Logo Questions Linux Laravel Mysql Ubuntu Git Menu
 

Allocating copy on write memory within a process

I have a memory segment which was obtained via mmap with MAP_ANONYMOUS.

How can I allocate a second memory segment of the same size which references the first one and make both copy-on write in Linux (Working Linux 2.6.36 at the moment)?

I want to have exactly the same effect as fork, just without creating a new process. I want the new mapping to stay in the same process.

The whole process has to be repeatable on both the origin and copy pages (as if parent and child would continue to fork).

The reason why I don't want to allocate a straight copy of the whole segment is because they are multiple gigabytes large and I don't want to use memory which could be copy-on-write shared.

What I have tried:

mmap the segment shared, anonymous.

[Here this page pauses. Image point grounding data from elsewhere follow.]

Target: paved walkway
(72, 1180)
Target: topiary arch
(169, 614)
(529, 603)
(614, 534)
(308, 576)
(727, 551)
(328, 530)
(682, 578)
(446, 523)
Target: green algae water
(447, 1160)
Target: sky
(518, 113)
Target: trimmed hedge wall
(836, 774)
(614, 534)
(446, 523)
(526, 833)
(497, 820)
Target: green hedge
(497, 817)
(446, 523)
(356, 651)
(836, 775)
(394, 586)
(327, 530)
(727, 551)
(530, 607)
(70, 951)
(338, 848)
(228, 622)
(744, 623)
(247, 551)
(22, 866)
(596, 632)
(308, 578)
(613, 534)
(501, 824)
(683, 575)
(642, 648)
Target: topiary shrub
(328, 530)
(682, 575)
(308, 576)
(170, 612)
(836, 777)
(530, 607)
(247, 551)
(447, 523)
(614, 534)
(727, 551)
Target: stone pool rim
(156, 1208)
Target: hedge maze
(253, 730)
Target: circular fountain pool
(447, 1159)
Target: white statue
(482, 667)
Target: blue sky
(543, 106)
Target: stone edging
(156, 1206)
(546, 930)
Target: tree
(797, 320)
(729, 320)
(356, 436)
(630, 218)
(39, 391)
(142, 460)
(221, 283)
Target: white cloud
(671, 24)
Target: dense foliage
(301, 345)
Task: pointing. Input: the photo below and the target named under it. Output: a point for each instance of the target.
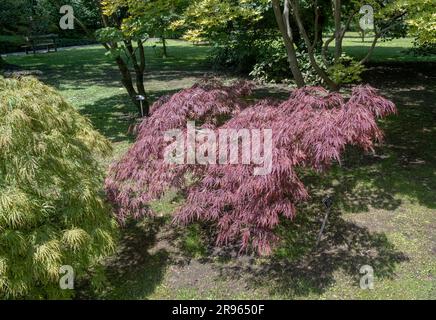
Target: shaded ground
(384, 212)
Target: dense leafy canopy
(52, 212)
(309, 130)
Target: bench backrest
(42, 38)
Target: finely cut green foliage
(52, 212)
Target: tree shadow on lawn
(299, 268)
(133, 272)
(112, 116)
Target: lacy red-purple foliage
(310, 130)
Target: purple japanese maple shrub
(309, 130)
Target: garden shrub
(52, 212)
(309, 131)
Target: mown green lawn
(384, 212)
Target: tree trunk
(338, 31)
(289, 44)
(2, 62)
(164, 47)
(311, 48)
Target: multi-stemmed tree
(309, 131)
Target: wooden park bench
(47, 41)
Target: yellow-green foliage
(52, 212)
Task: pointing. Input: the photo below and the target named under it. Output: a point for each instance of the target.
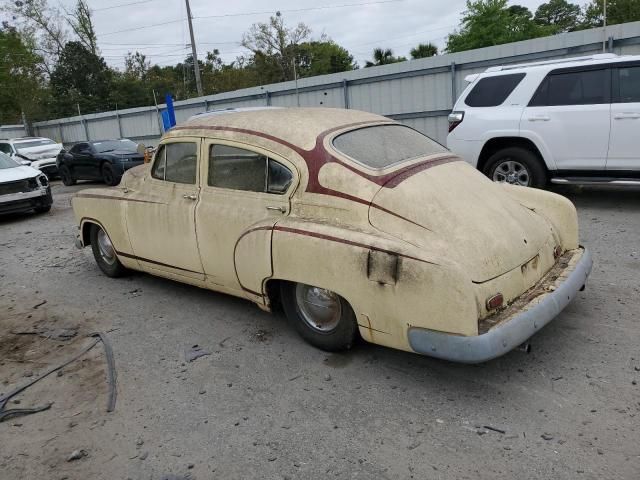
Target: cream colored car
(356, 224)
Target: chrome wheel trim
(512, 172)
(320, 309)
(107, 253)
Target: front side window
(628, 85)
(572, 88)
(176, 162)
(239, 169)
(381, 146)
(493, 91)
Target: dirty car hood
(457, 214)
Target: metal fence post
(454, 87)
(345, 92)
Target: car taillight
(495, 301)
(455, 119)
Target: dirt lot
(266, 405)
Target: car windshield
(381, 146)
(7, 162)
(33, 143)
(112, 145)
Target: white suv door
(624, 143)
(570, 115)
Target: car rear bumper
(511, 333)
(21, 202)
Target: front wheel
(105, 253)
(517, 166)
(320, 316)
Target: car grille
(19, 186)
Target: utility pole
(194, 53)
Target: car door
(245, 191)
(569, 115)
(161, 212)
(624, 143)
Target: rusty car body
(356, 223)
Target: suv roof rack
(597, 56)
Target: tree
(492, 22)
(424, 50)
(558, 16)
(43, 24)
(21, 77)
(618, 11)
(81, 78)
(383, 57)
(322, 57)
(82, 25)
(274, 46)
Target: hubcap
(107, 253)
(512, 172)
(319, 308)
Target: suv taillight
(455, 119)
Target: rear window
(381, 146)
(493, 91)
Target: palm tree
(383, 57)
(424, 50)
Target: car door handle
(279, 209)
(626, 116)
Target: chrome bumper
(508, 335)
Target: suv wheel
(517, 166)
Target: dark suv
(106, 160)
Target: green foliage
(383, 57)
(558, 16)
(492, 22)
(21, 77)
(618, 11)
(80, 78)
(424, 50)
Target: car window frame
(584, 68)
(162, 147)
(615, 80)
(204, 178)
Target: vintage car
(354, 223)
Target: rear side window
(239, 169)
(493, 91)
(572, 88)
(628, 84)
(381, 146)
(176, 162)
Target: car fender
(390, 284)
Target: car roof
(596, 59)
(297, 126)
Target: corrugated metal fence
(419, 93)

On duplication mprotect it to read-only and create a second mapping with remap_file_pages also read-only.

Then use libsigsegv to intercept write attempts, manually make a copy of the page and then mprotect both to read-write.

Does the trick, but is very dirty. I am essentially implementing my own VM.

Sadly mmaping /proc/self/mem is not supported on current Linux, otherwise a MAP_PRIVATE mapping there could do the trick.

Copy-on-write mechanics are part of the Linux VM, there has to be a way to make use of them without creating a new process.

As a note: I have found the appropriate mechanics in the Mach VM.

The following code compiles on my OS X 10.7.5 and has the expected behaviour: Darwin 11.4.2 Darwin Kernel Version 11.4.2: Thu Aug 23 16:25:48 PDT 2012; root:xnu-1699.32.7~1/RELEASE_X86_64 x86_64 i386

gcc version 4.2.1 (Based on Apple Inc. build 5658) (LLVM build 2336.11.00)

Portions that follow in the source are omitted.